Musk qualifie Navarro, conseiller commercial de Trump, de « véritable imbécile » et de « plus bête qu'un sac de briques » à propos du différend sur les droits de douane.

Musk qualifie Navarro, conseiller commercial de Trump, de « véritable imbécile » et de « plus bête qu'un sac de briques » à propos du différend sur les droits de douane.
Srinibas Rout
08 avr. 2025, 18:39 PM
  • Musk a critiqué Navarro après que le conseiller a critiqué les pratiques de fabrication de Tesla lors d'une interview.
  • « Tesla possède les voitures les plus fabriquées aux États-Unis. Navarro est vraiment un imbécile. »
  • On pense généralement que Navarro a joué un rôle déterminant dans l'élaboration de la politique tarifaire de Trump.

Le PDG de Tesla, Elon Musk, a ravivé les tensions avec l'administration Trump en se moquant publiquement de Peter Navarro, conseiller principal en matière de commerce, au milieu d'un débat houleux sur les droits de douane américains.

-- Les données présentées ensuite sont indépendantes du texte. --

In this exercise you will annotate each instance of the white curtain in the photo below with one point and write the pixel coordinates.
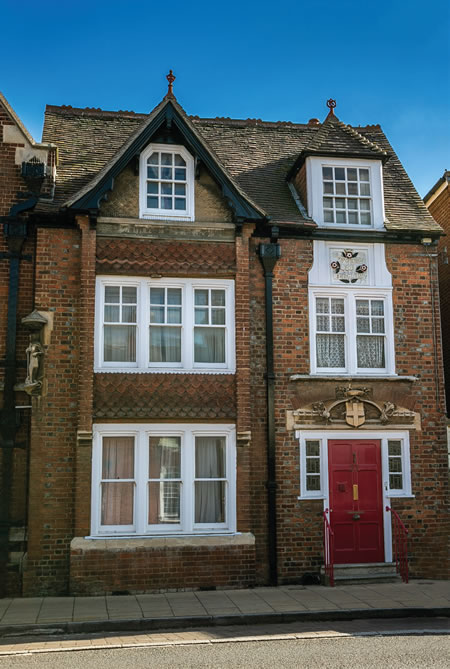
(120, 343)
(164, 495)
(330, 350)
(117, 496)
(210, 495)
(209, 345)
(370, 351)
(165, 344)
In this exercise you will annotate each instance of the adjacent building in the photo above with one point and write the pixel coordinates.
(228, 338)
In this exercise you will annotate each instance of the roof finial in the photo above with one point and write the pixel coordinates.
(331, 104)
(170, 78)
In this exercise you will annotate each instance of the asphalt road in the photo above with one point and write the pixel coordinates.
(396, 652)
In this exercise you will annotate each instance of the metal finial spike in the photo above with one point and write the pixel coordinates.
(331, 104)
(170, 78)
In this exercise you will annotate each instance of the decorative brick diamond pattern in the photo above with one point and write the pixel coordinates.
(188, 396)
(171, 258)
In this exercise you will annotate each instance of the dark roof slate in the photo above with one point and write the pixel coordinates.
(256, 154)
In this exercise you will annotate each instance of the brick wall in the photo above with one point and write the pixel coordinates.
(55, 416)
(440, 210)
(99, 571)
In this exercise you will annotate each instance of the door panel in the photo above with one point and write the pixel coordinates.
(356, 502)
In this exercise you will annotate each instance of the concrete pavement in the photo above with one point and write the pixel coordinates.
(285, 604)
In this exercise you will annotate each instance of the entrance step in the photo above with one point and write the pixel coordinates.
(371, 572)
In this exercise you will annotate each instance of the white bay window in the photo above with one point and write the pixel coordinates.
(351, 332)
(161, 479)
(164, 324)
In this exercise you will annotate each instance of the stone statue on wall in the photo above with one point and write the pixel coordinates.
(35, 353)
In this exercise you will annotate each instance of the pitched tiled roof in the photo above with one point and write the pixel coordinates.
(160, 396)
(256, 154)
(144, 257)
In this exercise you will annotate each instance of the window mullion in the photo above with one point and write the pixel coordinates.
(350, 324)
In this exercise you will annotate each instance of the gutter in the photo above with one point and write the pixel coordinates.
(269, 254)
(15, 232)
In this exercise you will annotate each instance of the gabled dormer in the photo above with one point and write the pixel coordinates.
(339, 177)
(156, 170)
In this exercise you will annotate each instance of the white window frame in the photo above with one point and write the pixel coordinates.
(315, 190)
(164, 214)
(350, 295)
(142, 433)
(187, 364)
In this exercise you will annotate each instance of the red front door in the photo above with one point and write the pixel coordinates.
(356, 502)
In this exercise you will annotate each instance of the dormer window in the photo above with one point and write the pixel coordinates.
(167, 183)
(345, 193)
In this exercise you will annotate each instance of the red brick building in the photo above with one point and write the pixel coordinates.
(437, 201)
(234, 332)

Musk a qualifié Navarro de « véritable imbécile » et de « plus bête qu'un sac de briques » après que le conseiller a critiqué les pratiques de fabrication de Tesla lors d'une interview télévisée.

L'affrontement a éclaté après que Navarro, s'exprimant sur Squawk Box de CNBC, a minimisé le rôle de Tesla dans l'industrie manufacturière américaine en suggérant que l'entreprise n'est « pas un constructeur automobile », mais simplement « un assembleur automobile » en raison de son utilisation de pièces importées.

Musk n'a pas tardé à répliquer sur X (anciennement Twitter), défendant les références de Tesla et fustigeant les propos de Navarro. « Tesla fabrique les voitures les plus américaines. Navarro est vraiment un imbécile. Ce qu'il dit ici est manifestement faux », a posté Musk.

Il a ensuite enfoncé le clou en ajoutant : « Navarro est plus bête qu’un sac de briques. »

Le milliardaire entrepreneur a ensuite souligné les profondes racines de Tesla dans l'industrie manufacturière américaine, affirmant : « Quelle que soit la définition, Tesla est le constructeur automobile le plus intégré verticalement en Amérique, avec le plus haut pourcentage de contenu américain. »

Musk a également ridiculisé les controverses passées de Navarro, faisant référence au personnage fictif de « Ron Vara » que Navarro aurait utilisé dans ses travaux universitaires, en plaisantant : « Navarro devrait demander à l'expert fictif qu'il a inventé, Ron Vara. »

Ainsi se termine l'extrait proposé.